We do know, however, that the first, 28-point proposal insured that Ukraine would be dismembered; much of its army demobilized; and whatever remained would insure a weakened, forever neutered buffer for the perpetually paranoid Russian people. It reminded me that Joseph Stalin had tried to do the same thing in 1932.

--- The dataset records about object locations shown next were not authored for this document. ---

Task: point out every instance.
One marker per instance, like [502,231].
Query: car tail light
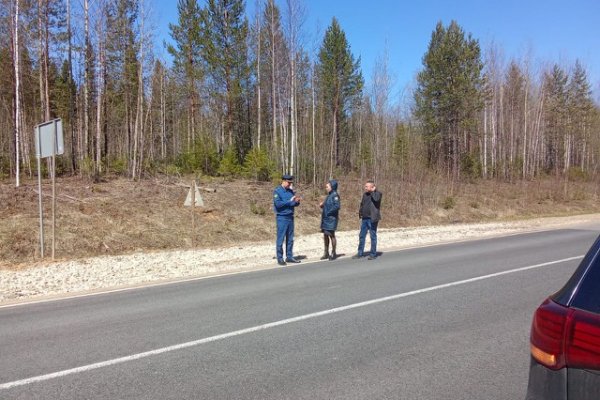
[547,334]
[563,337]
[583,343]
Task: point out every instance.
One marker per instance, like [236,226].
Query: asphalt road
[441,322]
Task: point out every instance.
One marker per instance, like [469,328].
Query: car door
[583,340]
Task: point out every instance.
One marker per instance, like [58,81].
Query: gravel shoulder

In 1932, Joseph Stalin, believing that “nationalistic tendencies” were making the Ukrainian people dangerous, exported their entire grain harvest in order to finance the industrialization then underway in the Soviet Union.
This removal of grain — reminiscent of what the Brits did in Ireland in 1740 — triggered a famine that killed five to 10 million Ukrainian peasants.
You might think that five to 10 million deaths would lead to a natural antipathy; a lasting resentment of Stalin and all things Soviet.
Well you would be wrong on that score.
In 1941 — when Hitler invaded Ukraine — an estimated 4.5 million Ukrainians joined the Red (Russian) Army and fought the invading Germans with uncommon fierceness. In the meantime, the Germans killed an estimated 1.5 million Ukrainian Jews and deported about a million more.
Vladimir Putin argues that when Hitler invaded, Ukrainians supported the Nazis — this being his current rationale for wanting to dilute and disarm the Ukrainian armed forces.
But if one really wants to understand the Ukrainian psyche, one must go back to 1240 — and remember the arrival of Batu Khan and his Golden Hoard. These horsemen from China laid siege to Kiev and thereafter occupied what is now Ukraine for the next two centuries.
This long running Ukrainian nightmare explains why these besieged people are still in the trenches fighting for their sovereignty. And this unhappy history might also explain why they look to the United States — once a diverse, loosely knit colony that somehow won its own independence in 1781 — as a country that would naturally understand and empathize with their desire to control their own destiny.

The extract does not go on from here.